After yesterday’s post from Margate which mentioned the cormorants in Rye, I thought we could borrow one from Will Turnstone’s more private and occasional journal. This was posted in 2017 after a visit to Lambeth Palace Library, in search of Arthur Hughes.
Today I walked from Waterloo to Lambeth beside a river confined by embankments, with light shipping passing by the Palace of Westminster and cyclists, joggers, dog-walkers and tourists in both directions along the path, not all looking where they were going.
One thing I was hoping to see, but only saw when I wasn’t looking for it – a cormorant. Picture this big bird flying past the Houses of Parliament; I watched from the opposite bank.

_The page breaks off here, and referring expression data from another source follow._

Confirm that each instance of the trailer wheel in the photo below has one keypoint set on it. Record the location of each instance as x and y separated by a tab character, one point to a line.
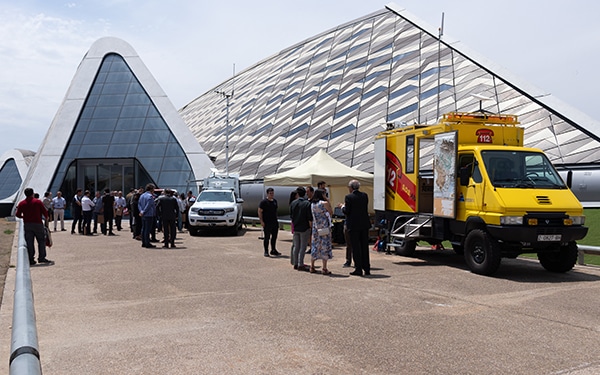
482	253
560	261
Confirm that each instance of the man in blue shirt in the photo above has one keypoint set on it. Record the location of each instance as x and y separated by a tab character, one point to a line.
147	213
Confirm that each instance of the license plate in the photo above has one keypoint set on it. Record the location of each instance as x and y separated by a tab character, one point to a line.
549	237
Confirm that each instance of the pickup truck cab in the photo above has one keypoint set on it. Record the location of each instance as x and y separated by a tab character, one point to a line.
219	208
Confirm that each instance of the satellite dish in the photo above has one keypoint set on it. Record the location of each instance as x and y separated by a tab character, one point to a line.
481	98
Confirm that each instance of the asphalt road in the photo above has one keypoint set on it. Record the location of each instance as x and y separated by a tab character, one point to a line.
216	305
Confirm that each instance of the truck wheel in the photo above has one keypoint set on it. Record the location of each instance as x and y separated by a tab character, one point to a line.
482	253
458	249
407	248
560	261
234	229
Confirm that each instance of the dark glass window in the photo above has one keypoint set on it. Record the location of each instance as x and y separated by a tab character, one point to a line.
10	179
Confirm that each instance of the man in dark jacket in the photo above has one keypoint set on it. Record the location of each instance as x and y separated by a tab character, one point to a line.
301	218
356	209
168	211
108	207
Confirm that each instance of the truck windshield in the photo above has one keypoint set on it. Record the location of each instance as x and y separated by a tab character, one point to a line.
521	169
215	196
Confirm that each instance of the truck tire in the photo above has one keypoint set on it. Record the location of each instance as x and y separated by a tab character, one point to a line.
235	228
560	261
482	253
406	248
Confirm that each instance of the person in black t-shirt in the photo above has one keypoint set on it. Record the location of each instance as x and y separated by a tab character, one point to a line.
267	213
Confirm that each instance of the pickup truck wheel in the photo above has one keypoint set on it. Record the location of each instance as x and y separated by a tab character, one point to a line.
560	261
235	228
482	253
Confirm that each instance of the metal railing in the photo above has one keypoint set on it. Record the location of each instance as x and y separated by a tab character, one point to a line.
25	356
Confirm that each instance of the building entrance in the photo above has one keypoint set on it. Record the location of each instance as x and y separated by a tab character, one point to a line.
113	174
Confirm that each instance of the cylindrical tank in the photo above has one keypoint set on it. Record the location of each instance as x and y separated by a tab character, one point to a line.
253	191
585	184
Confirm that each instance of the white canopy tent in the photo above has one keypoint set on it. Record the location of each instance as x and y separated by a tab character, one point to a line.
322	167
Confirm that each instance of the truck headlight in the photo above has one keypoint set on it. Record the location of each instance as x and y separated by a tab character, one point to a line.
578	220
511	220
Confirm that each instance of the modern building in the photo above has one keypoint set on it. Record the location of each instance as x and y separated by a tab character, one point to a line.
14	165
335	91
116	129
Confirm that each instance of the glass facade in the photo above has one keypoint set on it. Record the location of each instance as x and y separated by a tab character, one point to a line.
337	90
120	140
10	179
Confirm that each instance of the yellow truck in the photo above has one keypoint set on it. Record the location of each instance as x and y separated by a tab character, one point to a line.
468	180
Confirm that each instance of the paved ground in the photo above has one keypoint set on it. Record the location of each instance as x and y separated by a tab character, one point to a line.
216	305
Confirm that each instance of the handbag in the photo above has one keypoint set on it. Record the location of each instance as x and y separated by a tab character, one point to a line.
48	237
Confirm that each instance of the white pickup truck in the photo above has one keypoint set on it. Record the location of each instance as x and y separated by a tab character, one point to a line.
217	206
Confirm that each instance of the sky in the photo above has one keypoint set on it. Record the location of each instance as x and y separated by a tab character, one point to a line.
190	46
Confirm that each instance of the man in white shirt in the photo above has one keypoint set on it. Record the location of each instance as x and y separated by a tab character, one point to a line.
87	208
120	203
58	206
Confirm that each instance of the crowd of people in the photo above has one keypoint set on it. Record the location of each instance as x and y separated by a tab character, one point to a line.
151	211
311	215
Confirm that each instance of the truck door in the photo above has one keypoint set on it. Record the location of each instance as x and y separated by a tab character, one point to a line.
470	196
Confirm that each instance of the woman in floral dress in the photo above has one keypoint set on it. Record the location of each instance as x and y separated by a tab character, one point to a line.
321	231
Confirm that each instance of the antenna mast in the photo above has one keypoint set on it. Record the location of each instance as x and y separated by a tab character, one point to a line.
441	33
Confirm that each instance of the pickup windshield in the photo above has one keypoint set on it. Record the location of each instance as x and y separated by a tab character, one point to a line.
521	169
215	196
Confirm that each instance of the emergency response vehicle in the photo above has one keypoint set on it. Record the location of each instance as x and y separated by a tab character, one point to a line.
481	190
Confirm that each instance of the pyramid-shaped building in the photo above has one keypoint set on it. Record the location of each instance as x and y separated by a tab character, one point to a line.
116	129
335	91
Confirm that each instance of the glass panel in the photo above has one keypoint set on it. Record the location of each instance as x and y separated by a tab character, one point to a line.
102	124
108	100
134	111
122	150
130	124
175	164
103	177
89	178
137	99
10	179
127	137
116	178
157	149
97	138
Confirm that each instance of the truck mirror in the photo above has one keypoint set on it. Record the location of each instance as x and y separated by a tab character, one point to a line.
465	174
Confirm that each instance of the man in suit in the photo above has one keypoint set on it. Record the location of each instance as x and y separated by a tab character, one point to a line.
358	223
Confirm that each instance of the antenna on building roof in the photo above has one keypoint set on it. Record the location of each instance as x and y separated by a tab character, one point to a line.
441	33
227	98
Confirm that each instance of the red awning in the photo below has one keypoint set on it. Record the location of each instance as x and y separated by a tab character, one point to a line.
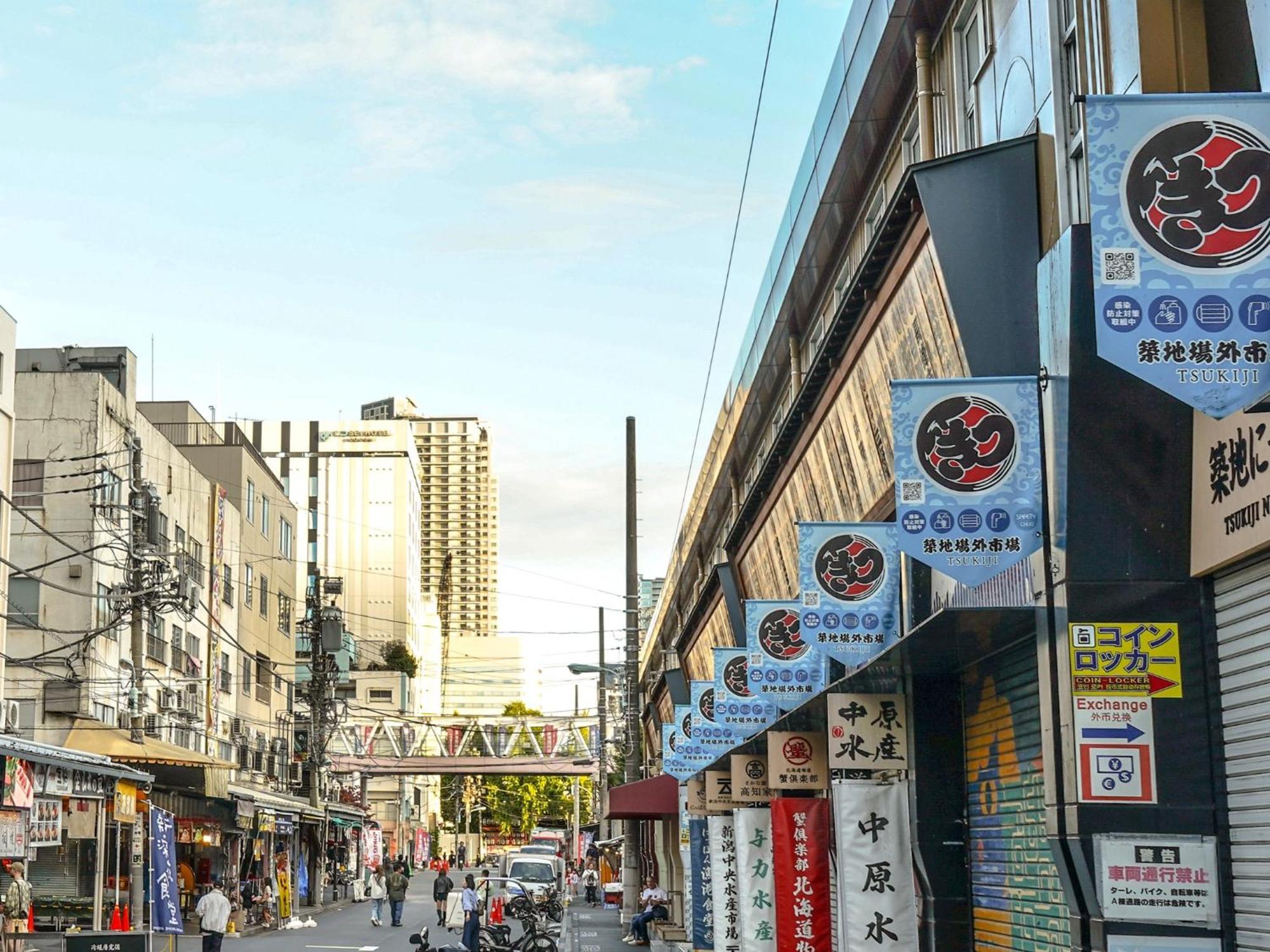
653	799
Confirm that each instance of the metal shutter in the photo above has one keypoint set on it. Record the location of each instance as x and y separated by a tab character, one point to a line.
1017	897
1243	597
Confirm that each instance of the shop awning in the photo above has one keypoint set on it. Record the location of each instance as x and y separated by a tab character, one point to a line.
653	799
116	744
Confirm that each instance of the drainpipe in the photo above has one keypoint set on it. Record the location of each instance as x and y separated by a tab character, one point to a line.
925	97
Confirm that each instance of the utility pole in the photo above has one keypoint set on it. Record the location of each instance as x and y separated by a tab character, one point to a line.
631	841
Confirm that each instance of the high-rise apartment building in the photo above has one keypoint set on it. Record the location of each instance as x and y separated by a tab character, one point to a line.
458	512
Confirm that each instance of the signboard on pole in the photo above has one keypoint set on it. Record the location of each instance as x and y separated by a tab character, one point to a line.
968	474
1116	750
1180	228
849	579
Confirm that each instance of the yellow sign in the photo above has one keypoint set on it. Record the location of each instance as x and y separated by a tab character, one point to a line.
1141	659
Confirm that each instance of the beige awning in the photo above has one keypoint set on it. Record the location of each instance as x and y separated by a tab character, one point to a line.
117	744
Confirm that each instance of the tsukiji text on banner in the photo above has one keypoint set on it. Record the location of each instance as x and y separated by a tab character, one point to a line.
849	581
968	477
737	708
783	667
1180	229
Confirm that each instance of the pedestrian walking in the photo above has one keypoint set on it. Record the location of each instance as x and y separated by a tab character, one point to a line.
398	884
379	893
214	917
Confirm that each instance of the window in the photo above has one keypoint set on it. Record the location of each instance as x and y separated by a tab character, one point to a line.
29	484
23	607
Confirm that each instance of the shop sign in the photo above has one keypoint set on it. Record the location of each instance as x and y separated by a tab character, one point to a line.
703	892
1139	659
849	581
798	761
1158	879
723	871
1180	225
46	822
719	791
1230	489
737	706
1116	750
801	857
750	779
125	802
164	884
783	667
967	474
756	882
868	733
13	835
876	866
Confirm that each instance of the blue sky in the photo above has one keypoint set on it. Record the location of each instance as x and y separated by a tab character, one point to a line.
514	209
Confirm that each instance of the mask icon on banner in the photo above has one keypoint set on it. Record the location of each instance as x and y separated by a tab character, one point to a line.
967	444
1198	194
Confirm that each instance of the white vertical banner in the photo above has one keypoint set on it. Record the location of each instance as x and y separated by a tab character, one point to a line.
723	871
756	883
877	904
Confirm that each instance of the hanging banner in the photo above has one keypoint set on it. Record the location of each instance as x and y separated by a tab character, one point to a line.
164	885
849	579
736	705
703	893
1180	228
878	908
867	733
723	871
756	880
967	474
801	859
783	667
798	761
750	779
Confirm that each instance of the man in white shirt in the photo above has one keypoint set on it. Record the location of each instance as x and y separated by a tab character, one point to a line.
655	908
214	916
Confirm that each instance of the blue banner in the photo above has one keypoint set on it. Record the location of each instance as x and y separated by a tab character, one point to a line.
164	887
1180	225
737	708
968	474
849	578
783	667
703	893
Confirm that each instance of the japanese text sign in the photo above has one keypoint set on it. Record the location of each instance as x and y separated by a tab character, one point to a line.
1158	879
756	880
1230	489
967	474
849	581
750	779
868	733
737	706
783	667
801	856
797	761
723	871
1180	225
1126	658
878	908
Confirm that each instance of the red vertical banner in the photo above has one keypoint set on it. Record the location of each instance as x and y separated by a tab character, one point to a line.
801	856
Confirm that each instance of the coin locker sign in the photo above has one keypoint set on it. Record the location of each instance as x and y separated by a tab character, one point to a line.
1141	659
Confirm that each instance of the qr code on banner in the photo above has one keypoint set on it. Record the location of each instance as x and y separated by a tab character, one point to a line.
1121	266
912	492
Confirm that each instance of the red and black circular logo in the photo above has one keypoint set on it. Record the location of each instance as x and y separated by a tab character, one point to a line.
779	635
736	676
967	444
850	568
1197	192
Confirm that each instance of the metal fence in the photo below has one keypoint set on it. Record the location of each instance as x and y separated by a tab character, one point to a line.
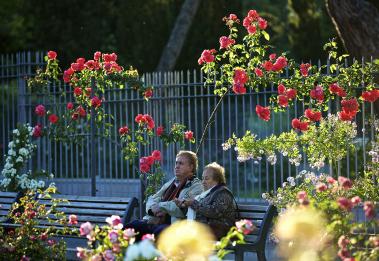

In my youth anyone falling in the River might have died from poisoning. They even kept my little brother in hospital for observation after he fell into the Serpentine Lake in the park (and I had to go home on the bus in wet clothes after dragging him out).
There must be enough fish in the river to satisfy those greedy cormorants.
When my mother and I visited my 4 year-old brother in hospital on the following Friday he was happy to say goodbye when the time came. Dinner had arrived – fish and chips and it looked really tasty! He’s now a chef and still very fond of fish; and there are even herons along the Serpentine these days.
The citizen scientists of the Royal Society for the Protection of Birds were not least among those who fought and worked to clean up London’s River. Pray that we all may take courage to walk the next steps – and look where we’re going!